During the Covid-19 crisis, preprints became increasingly important. | Illustration: Bodara

2 metres

or perhaps just one metre? These are the varying recommendations about the distance we should keep between individuals in order to reduce transmission of the novel coronavirus. But they are based on an excessively simplistic interpretation of “outdated” scientific findings, claims the immunologist Nicholas R. Jones in The British Medical Journal. These recommendations ought to be adapted far more subtly to the situation at hand, he says.
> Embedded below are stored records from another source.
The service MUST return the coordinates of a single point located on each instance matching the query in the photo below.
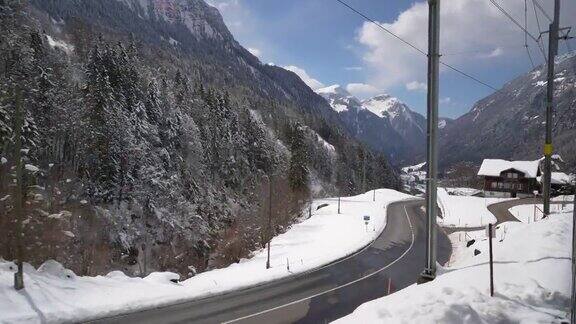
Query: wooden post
(19, 201)
(490, 231)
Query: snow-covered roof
(558, 178)
(493, 167)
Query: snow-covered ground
(465, 211)
(534, 212)
(532, 275)
(54, 294)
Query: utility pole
(429, 272)
(548, 149)
(573, 305)
(269, 220)
(18, 203)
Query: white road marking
(335, 288)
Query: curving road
(321, 295)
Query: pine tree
(298, 173)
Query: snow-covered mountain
(383, 122)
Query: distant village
(494, 178)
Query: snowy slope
(532, 273)
(465, 211)
(59, 295)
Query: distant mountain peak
(386, 106)
(333, 89)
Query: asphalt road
(321, 295)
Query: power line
(382, 27)
(539, 31)
(537, 4)
(517, 24)
(526, 35)
(414, 46)
(513, 20)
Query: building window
(512, 175)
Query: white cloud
(446, 100)
(311, 82)
(362, 90)
(254, 51)
(467, 26)
(416, 86)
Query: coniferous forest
(139, 141)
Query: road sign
(490, 232)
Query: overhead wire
(516, 23)
(537, 4)
(539, 30)
(526, 35)
(414, 46)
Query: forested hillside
(140, 136)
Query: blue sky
(325, 43)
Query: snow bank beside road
(58, 295)
(532, 273)
(465, 211)
(534, 212)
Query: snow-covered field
(534, 212)
(532, 275)
(465, 211)
(53, 293)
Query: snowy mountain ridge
(403, 129)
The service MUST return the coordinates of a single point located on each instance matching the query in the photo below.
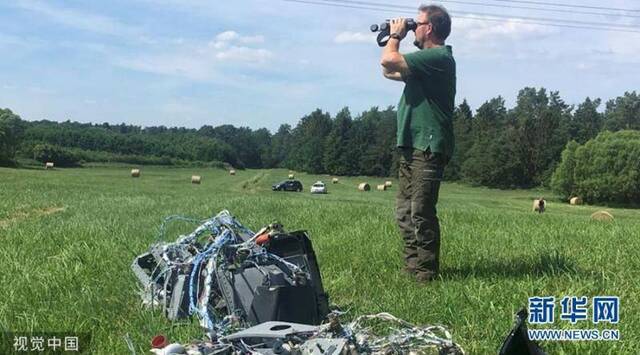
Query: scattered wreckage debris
(261, 293)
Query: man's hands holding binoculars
(398, 26)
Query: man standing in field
(425, 132)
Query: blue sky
(260, 63)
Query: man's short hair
(439, 19)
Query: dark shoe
(409, 270)
(425, 276)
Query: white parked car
(319, 188)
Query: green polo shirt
(425, 111)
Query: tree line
(496, 146)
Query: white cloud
(245, 54)
(227, 36)
(79, 19)
(353, 37)
(200, 60)
(509, 29)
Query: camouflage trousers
(419, 183)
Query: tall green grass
(68, 237)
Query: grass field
(68, 237)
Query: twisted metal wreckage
(261, 293)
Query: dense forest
(496, 146)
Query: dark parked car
(288, 185)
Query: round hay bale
(602, 216)
(539, 205)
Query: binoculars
(385, 27)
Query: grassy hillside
(68, 237)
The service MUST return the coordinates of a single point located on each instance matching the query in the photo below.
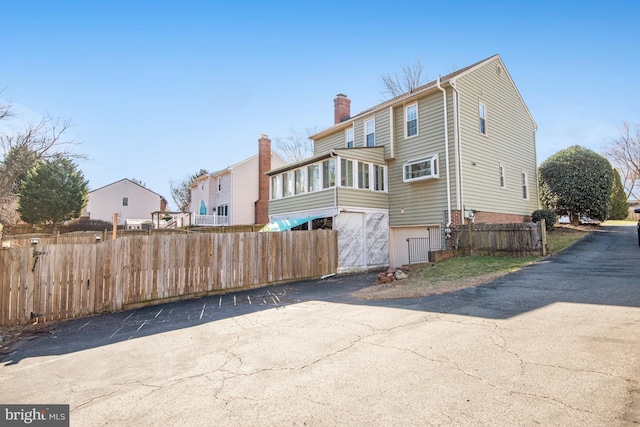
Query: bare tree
(297, 145)
(22, 149)
(181, 191)
(409, 79)
(624, 153)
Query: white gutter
(457, 145)
(446, 149)
(392, 151)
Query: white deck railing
(208, 220)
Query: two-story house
(460, 148)
(238, 194)
(132, 203)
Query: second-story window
(482, 113)
(411, 117)
(370, 133)
(301, 180)
(419, 169)
(329, 173)
(287, 184)
(348, 135)
(378, 177)
(525, 186)
(276, 187)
Sometimes, two metres are far too little, while at other times, such distances are not even needed.

16%

fewer women were lead authors for articles published on the preprint-platform medRxiv between December 2019 and April 2020, according to the IT professor Cassidy Sugimoto in an analysis published in Nature Index. She and her team discovered that the lockdowns and school closures saw a general drop in women’s publishing productivity, with 11 further preprint repositories registering a decrease in articles by women.

2.4 million

is the number of Open-Access articles that could disappear from the Internet, says the Internet Archive Blog. It has been able to secure 9.1 million OA articles since 1996 and has made them accessible through its so-called Wayback Machine, but millions more are endangered. This is because of the architecture of the modern worldwide web, which allows content to be lost easily. This can happen when a journal ceases to be published, and the publisher’s official website and the DOI links lead nowhere or are replaced by unrelated content.